Le 21 février est la journée anticolonialiste et anti-impérialiste mondiale, assez oubliée de nos jours, instaurée en souvenir du premier Congrès panafricain de 1919, auquel assistèrent 57 délégués de différents pays. Dans ces années 1960 les souvenirs de la guerre d’Algérie et des indépendances africaines sont encore vifs. À Poitiers un comité anticolonialiste organise chaque année à cette date un meeting à la Maison du Peuple, occasion de bagarres avec les gens de la FNEF et d’Occident, partisans de l’Algérie française. Sous la présidence de l’UNEF, ce comité réunit la Fédération des Étudiants d’Afrique noire en France (FEANF), l’Association des Étudiants Antillais, les étudiants du PSU, l’Union des étudiants communistes (UEC), des étudiants protestants et catholiques. Nous posons notre candidature pour en être, mais ne sommes pas admis, l’UEC s’y oppose évidemment.

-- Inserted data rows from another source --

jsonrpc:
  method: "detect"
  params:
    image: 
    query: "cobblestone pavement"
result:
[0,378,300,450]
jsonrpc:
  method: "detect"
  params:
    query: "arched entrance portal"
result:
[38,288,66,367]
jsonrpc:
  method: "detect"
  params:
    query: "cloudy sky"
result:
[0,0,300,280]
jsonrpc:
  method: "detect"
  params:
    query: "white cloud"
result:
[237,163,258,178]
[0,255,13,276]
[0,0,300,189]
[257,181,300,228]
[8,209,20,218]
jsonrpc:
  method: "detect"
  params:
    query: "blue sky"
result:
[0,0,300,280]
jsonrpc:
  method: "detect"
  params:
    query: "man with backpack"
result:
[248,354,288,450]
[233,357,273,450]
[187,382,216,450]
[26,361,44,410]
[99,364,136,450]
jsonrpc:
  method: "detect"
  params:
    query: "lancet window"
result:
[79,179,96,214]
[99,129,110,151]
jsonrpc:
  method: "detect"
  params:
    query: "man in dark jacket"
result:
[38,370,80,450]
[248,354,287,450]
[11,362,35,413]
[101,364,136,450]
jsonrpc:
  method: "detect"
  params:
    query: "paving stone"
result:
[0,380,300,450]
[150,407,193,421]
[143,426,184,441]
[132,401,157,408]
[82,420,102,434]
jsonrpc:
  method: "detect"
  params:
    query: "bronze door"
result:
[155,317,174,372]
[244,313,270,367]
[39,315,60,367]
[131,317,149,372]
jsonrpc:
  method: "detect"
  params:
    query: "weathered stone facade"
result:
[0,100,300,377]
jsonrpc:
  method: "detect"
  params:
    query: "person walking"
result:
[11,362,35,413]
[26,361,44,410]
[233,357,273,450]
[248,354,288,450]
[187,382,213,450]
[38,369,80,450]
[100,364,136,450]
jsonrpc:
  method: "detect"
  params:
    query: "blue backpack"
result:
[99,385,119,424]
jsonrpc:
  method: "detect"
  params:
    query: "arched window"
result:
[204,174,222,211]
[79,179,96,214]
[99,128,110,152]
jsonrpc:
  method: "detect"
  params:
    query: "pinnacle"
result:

L’université de Poitiers accueille de nombreux étudiants d’Afrique noire, mais peu d’étudiants arabes. Néanmoins, Ezzedine Kalak, représentant et unique membre poitevin de la GUPS (General Union of Palestinian Students), entreprend, avec l’aide d’un camarade syrien, de faire connaître la situation et la lutte de son peuple. Il est accueilli au comité anticolonialiste, et le 21 février 1967 il prononce à la tribune de la Maison du Peuple un discours chaleureux, qui aura sans doute convaincu de nombreux auditeurs, ou au moins ébranlé les certitudes de beaucoup de ceux pour lesquels Israël était incontestablement et en toutes circonstances dans le camp du Bien.

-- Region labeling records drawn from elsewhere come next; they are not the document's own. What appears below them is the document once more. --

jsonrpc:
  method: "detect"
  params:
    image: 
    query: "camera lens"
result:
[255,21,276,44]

Le restaurant universitaire de la rue Roche d’Argent, en centre ville, est un point nodal de la vie étudiante, malgré la création d’un campus à la périphérie, sur le terrain abandonné par ce qui avait été une des principales bases américaines d’Europe, le camp de Chalons. C’est dans le hall de la rue Roche d’Argent, ou par beau temps dans la cour qui le sépare de la rue, que se donnent les rendez-vous aussi bien sentimentaux qu’amicaux ou politiques, et sur le trottoir devant l’entrée que se distribuent les tracts de toutes tendances. La cité universitaire attenante est réservée aux jeunes filles, Élisa y a sa chambre un temps. La revendication de mixité des cités universitaires sera une étincelle du déclenchement de Mai 68.
Au mois de juin 1967 l’effervescence redouble rue Roche d’Argent : le 5 juin éclate la Guerre des Six Jours. Les anticolonialistes, et j’en suis, soutiennent l’Égypte, surtout en pensant aux Palestiniens, dont beaucoup apprennent l’existence à cette occasion. Rétrospectivement, la décision de Nasser de fermer le détroit de Tiran était un casus belli imparable, d’autant plus irréfléchi qu’une grande partie de l’armée égyptienne guerroyait (sans grand succès) au Yémen. Son mépris des Juifs lui laissait espérer la victoire, il a subi une défaite écrasante. Et avec le recul Nasser apparaît sous les traits d’un dictateur du Tiers-monde comme les autres, mégalomane à slogans. Mais à l’époque il personnifiait les peuples colonisés en voie d’émancipation, cependant qu’Israël avait été partie prenante de l’agression anglo-française contre l’Égypte en 1956, pour défendre des intérêts coloniaux injustifiables. J’ai découvert depuis qu’en 1956 non plus Nasser n’avait pas été un agneau innocent, puisque la nationalisation — d’ailleurs parfaitement justifiée — du Canal de Suez, qui rendait effectivement au peuple égyptien une dignité bafouée par les Britanniques, faisait oublier qu’il avait saisi l’occasion pour spolier et finalement condamner à l’exil la quasi-totalité des Juifs égyptiens qui vivaient là depuis toujours. Mais en 1956 comme en 1967 l’injustice mondiale la plus criante était l’oppression coloniale, et je crains d’ailleurs qu’il n’en soit toujours de même.